Access to the Depository's book-entry system is also available to others, such
as banks, brokers, dealers and trust companies that clear through or maintain a
custodial relationship with a participant, either directly or indirectly.
 
     A further description of the Depository's procedures with respect to global
securities representing Book-Entry Securities is set forth in the Prospectus
under "Description of Debt Securities -- Book-Entry Securities".
 
SAME-DAY SETTLEMENT AND PAYMENT
 
     Settlement for the Securities will be made in immediately available funds.

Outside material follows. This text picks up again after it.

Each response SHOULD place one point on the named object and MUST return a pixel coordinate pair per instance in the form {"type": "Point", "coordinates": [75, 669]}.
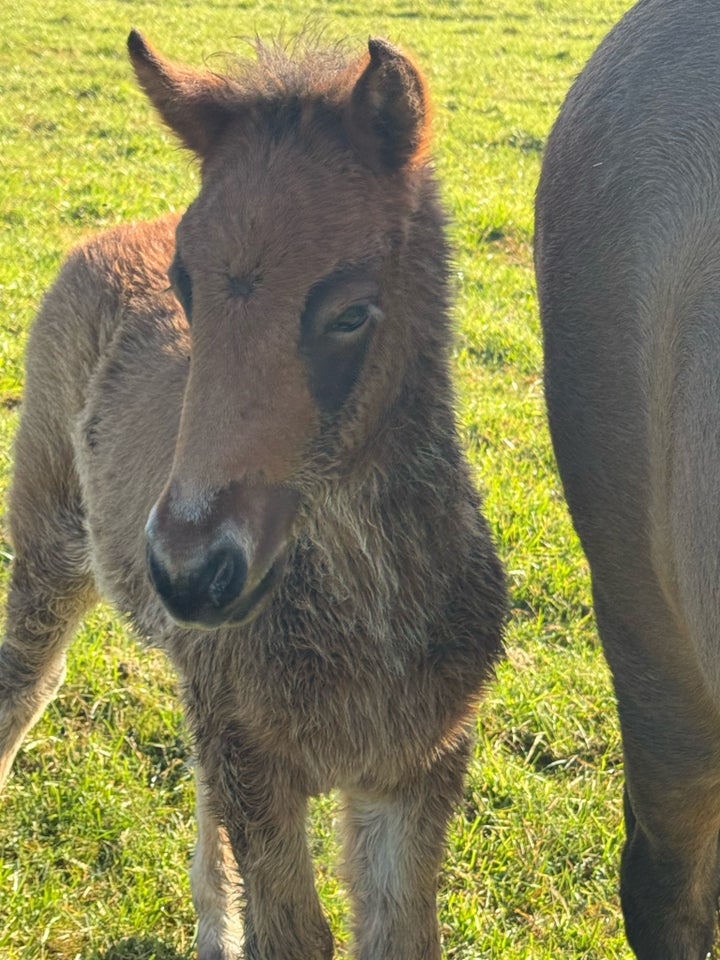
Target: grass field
{"type": "Point", "coordinates": [96, 826]}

So long as the Securities are represented by global securities, all payments of
principal and interest thereon will be made by the Telephone Company in
immediately available funds.
 
     So long as the Securities are represented by global securities registered
in the name of the Depository or its nominee and its procedures so permit, the
Securities will trade in the Depository's Same-Day Funds Settlement System, and
secondary market trading activity in the Securities will therefore be required
by the Depository to settle in immediately available funds.
 
                                       S-4
<PAGE>   5
 
                                  UNDERWRITING
 
     Subject to the terms and conditions set forth in the Underwriting
Agreement, the Telephone Company has agreed to sell to each of the Underwriters
named below, and each of the Underwriters has severally agreed to purchase, the
principal amount of the Securities set forth opposite its name below:
 
<TABLE>
<CAPTION>
                                                           PRINCIPAL          PRINCIPAL
                                                             AMOUNT            AMOUNT
    UNDERWRITER                                             OF NOTES        OF DEBENTURES
    ----------------------------------------------------  ------------     ---------------
    <S>                                                   <C>              <C>
    Goldman, Sachs & Co.................................  $ 84,000,000      $  50,000,000
    Morgan Stanley & Co. Incorporated...................    83,000,000         50,000,000
    Salomon Brothers Inc................................    83,000,000         50,000,000
                                                          ------------       ------------
              Total.....................................  $250,000,000      $ 150,000,000
                                                          ============       ============
</TABLE>
 
     Under the terms and conditions of the Underwriting Agreement, the
Underwriters are committed to take and pay for all of the Securities, if any are
taken.
 
     The Underwriters propose to offer the Notes in part directly to the public
at the initial public offering price set forth on the cover page of this
Prospectus Supplement and in part to certain securities dealers at such price
less a concession of 0.40% of the principal amount of the Notes. The
Underwriters may allow, and such dealers may reallow, a concession not to exceed
0.25% of the principal amount of the Notes to certain brokers and dealers. After
the Notes are released for sale to the public, the offering price and other
selling terms may from time to time be varied by the Underwriters.
 
     The Underwriters propose to offer the Debentures in part directly to the
public at the initial public offering price set forth on the cover page of this
Prospectus Supplement and in part to certain securities dealers at such price
less a concession of 0.50% of the principal amount of the Debentures. The
Underwriters may allow, and such dealers may reallow, a concession not to exceed
0.25% of the principal amount of the Debentures to certain brokers and dealers.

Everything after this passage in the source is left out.